Devon and Cornwall Police Chief Shaun Sawyer. Photo: William Dax/Getty Images

At the end of the video – which was viewed by VICE World News before it was removed from YouTube on Friday –  he expressed his determination not to give up, saying he sometimes liked to think of himself as “a Terminator.”

“I know it's a movie, but, you know, I like to think sometimes I'm a Terminator or something and despite reaching almost total system failure, he keeps trying to accomplish his mission.”

In another recent video – a reaction to a YouTube debate featuring a prominent “blackpiller” – Davison again expressed misogynist and “blackpilled” views, saying most women “are very simple-minded and they ain’t all that bright” and had no need for below average men.

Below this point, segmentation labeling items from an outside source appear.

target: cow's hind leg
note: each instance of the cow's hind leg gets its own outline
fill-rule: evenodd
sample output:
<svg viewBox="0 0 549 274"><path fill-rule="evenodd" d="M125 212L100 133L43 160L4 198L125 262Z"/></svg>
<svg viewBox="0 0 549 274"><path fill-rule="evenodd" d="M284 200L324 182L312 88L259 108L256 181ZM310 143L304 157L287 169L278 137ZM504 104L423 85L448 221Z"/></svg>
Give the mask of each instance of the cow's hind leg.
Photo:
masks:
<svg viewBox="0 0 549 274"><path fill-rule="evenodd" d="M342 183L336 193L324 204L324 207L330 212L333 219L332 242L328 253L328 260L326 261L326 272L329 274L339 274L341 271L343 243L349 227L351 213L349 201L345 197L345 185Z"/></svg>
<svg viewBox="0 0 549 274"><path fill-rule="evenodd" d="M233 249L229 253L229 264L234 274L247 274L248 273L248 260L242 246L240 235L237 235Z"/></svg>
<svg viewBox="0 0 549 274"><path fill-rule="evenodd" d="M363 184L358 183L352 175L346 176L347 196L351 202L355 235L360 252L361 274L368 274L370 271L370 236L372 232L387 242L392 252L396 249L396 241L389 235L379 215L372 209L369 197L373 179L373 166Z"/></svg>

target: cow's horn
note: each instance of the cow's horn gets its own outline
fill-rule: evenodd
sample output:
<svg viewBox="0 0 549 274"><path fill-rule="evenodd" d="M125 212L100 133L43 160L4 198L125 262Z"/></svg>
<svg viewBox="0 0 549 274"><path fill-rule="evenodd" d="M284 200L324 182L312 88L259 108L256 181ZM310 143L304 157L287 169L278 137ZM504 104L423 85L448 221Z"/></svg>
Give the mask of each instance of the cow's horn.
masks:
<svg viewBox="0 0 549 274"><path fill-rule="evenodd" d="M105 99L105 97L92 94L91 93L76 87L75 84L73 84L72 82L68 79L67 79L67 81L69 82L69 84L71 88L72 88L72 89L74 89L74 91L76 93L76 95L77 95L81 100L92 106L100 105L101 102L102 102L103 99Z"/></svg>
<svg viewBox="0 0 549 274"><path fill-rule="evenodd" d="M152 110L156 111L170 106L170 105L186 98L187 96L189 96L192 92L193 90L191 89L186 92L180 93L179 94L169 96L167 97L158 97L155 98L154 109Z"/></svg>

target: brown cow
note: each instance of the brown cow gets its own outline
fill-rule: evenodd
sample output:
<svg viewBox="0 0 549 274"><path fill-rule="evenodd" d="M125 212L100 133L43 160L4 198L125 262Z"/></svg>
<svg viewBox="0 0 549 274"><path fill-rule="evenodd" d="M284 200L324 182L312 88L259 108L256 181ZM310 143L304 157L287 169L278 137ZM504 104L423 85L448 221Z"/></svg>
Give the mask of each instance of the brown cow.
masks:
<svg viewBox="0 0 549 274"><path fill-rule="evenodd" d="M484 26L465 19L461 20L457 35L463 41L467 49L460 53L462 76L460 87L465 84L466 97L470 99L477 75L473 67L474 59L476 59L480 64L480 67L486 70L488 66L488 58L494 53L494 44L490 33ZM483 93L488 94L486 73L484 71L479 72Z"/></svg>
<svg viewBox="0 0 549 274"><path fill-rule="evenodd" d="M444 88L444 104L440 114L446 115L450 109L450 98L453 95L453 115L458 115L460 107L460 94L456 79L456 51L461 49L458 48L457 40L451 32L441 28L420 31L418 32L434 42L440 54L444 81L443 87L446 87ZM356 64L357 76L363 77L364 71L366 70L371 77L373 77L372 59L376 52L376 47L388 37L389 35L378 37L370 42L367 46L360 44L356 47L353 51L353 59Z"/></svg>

“Why do you think sexual assaults and all these things keep rising… because the reality is that women don’t need men no more [sic], and they certainly don’t want and don’t need average men, and below average.”

READ: A Brief History of the Incels

Two days before the shooting, he added a video to his YouTube “liked” playlist of a semi-automatic weapon, one of a number of videos focused on US gun culture on the playlist. 

His Facebook and YouTube pages showed he was also drawn to far-right, anti-immigration and libertarian politics, liking content from Nigel Farage and UKIP, France’s Marine Le Pen, provocateur Katie Hopkins and controversial libertarian Stefan Molyneux.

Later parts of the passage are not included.